The state of Michigan has awarded computer contracts worth nearly $90 million to the Canadian firm that built the federal government’s Affordable Care Act website and took much of the blame for its disastrous launch.
Officials in the administration of Gov. Rick Snyder chose CGI Technologies and Solutions, whose parent company is headquartered in Montreal, over three U.S.-based firms.
CGI did not submit the lowest bid. Accenture, a management consulting and technology firm headquartered in New York, offered the lowest price by nearly $5 million, but “CGI provided best value,” Kurt Weiss, a spokesman for the Michigan Department of Technology, Management and Budget, said Friday.
State officials were “aware that there may be potential arguments that CGI is not a qualified vendor based on their recent involvement with health care at the federal level” and the HealthCare.gov website, Weiss said.
“But the feeling of all involved was that those allegations are simply false,” Weiss said. “CGI is a leader in the field, and they are recognized for excellence in … implementation, particularly in a government setting.”
House Minority Leader Tim Greimel, D-Auburn Hills, disagreed.
“It’s very unfortunate that the Snyder administration has chosen to use a foreign company, and especially a foreign company with a dismal track record of completely botching the federal government’s Obamacare website,” Greimel said Friday.
“It’s especially troubling that (they) chose to go with a higher bid from Canada, rather than a lower bid from an American company,” he said.
The State Administrative Board on Tuesday awarded CGI two contracts worth $89.5 million to build the state’s Enterprise Resource Planning (ERP) system. That’s the business management software and hardware that will replace Project MAIN (Michigan Administrative Information Network), launched in the mid-1990s at a cost of more than $120 million. The system is antiquated and not Web-based.
The ERP system will cut checks to state vendors, manage grants and grant payments, keep track of employee hours and sick time, and aid in developing the state budget, among other functions.
One contract is for more than $50 million over seven years. The other is for nearly $39 million over three years.
CGI, with 2013 revenue of $10.1 billion, has about 68,000 employees in 40 countries, according to its website. The company “has an office in East Lansing and has workers based here in Michigan, so there was no issue as far as being a Canadian-based company,” Weiss said.
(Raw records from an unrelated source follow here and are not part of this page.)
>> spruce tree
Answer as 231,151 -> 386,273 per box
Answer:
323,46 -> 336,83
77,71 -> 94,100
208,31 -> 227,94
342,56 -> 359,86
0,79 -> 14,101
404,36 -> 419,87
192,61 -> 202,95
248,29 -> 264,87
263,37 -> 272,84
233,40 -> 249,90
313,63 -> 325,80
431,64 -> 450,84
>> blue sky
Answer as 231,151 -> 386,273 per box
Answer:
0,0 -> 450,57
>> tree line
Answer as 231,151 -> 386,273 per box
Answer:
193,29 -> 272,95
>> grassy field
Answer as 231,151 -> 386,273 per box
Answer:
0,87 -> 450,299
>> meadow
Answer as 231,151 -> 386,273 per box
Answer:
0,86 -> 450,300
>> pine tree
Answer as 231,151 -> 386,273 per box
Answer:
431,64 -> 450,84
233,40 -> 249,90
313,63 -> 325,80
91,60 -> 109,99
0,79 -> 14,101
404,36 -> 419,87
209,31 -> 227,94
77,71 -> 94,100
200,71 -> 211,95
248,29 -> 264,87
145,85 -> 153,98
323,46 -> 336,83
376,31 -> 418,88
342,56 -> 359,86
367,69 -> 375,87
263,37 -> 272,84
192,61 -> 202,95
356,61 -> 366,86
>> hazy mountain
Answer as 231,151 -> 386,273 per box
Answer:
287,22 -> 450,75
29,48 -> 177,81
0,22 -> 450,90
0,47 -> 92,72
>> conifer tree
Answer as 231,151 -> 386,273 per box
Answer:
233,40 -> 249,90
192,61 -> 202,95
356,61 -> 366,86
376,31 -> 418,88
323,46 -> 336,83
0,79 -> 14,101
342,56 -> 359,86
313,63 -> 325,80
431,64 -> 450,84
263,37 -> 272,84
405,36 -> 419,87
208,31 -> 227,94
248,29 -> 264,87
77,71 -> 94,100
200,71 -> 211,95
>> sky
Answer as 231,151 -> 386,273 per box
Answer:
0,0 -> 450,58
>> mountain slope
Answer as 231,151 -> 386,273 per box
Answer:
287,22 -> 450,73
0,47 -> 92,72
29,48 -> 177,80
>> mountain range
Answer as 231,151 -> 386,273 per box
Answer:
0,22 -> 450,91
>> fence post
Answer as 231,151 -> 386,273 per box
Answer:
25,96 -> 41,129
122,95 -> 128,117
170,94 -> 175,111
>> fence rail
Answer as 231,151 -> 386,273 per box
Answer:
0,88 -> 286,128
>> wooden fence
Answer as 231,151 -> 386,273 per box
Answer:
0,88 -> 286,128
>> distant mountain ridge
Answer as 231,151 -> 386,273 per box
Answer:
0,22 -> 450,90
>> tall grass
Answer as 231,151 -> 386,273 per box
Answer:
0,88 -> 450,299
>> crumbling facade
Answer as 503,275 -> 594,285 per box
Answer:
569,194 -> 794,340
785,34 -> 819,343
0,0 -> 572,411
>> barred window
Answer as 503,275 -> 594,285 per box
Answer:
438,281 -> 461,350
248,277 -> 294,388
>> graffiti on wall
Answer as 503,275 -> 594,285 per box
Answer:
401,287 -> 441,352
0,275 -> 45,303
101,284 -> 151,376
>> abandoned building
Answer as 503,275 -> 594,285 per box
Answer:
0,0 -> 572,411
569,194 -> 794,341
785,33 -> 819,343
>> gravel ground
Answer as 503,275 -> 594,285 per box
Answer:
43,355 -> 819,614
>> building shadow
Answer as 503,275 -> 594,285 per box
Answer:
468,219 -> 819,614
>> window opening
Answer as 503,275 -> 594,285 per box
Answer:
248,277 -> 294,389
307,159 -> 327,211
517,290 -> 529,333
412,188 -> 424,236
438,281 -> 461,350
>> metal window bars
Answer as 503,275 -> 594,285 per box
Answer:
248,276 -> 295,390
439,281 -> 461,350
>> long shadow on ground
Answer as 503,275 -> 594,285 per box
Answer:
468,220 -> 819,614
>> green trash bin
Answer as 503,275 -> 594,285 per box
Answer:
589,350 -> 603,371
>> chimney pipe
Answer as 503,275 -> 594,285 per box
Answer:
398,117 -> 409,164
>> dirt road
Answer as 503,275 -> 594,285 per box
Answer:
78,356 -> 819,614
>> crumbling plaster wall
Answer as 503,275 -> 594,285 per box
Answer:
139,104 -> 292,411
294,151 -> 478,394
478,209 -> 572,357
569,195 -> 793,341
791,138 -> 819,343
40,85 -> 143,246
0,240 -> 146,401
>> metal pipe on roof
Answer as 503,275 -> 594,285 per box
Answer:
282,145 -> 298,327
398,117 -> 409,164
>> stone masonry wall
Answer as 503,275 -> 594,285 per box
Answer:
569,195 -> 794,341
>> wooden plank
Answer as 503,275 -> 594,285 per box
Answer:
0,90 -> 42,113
CGI’s price was the second-lowest of four bids considered, at $91.6 million, while Accenture bid $86.8 million, Weiss said. A joint evaluation committee with representatives from the state budget office, treasury and transportation department selected CGI because “their solution is a much better fit for the state’s needs” and offered better prospects for long-term savings, Weiss said. After awarding the contract, the state negotiated nearly $2.2 million in concessions from CGI, bringing the final price to $89.5 million, he said.
Bids from Deloitte and IBM also were considered, Weiss said.
The federal government and CGI parted ways in February over problems with HealthCare.gov, which CGI developed. When the Affordable Care Act launched in October, there were huge problems and lengthy delays for people wanting to sign up for health insurance on the federal marketplace site.
CGI spokeswoman Linda Odorisio said the company has successfully delivered hundreds of ERP programs that manage $700 billion and serve 93 million Americans. Though its work on HealthCare.gov has ceased, the company maintains a 15-year partnership with the federal agency that administers the site and “serves federal and state health care program beneficiaries nationwide.”
State Rep. Aric Nesbitt, R-Lawton, chairman of the House Committee on Energy and Technology, said he has concerns based on what he learned from the Free Press, but he would have to look into the issues further before drawing conclusions.
“The job they did on the health exchange website was less than spectacular — it was horrendous,” Nesbitt said.
The State Administrative Board, which approves most significant state contracts and leases, consists of the governor, the lieutenant governor, the secretary of state, the attorney general, the treasurer, the superintendent of public instruction and the director of the Department of Transportation. Generally, those officials send representatives to the board’s meetings, which typically last only a few minutes.
The Legislature was involved in appropriating money for the ERP project but not involved in the awarding of the contract itself.
Greimel said the Legislature needs to “exercise more oversight of the administration on all kinds of things,” but “it’s not unusual for the current Legislature to give very broad discretion to the Snyder administration.”
“This is a perfect example of why we need to hold the Snyder administration accountable.”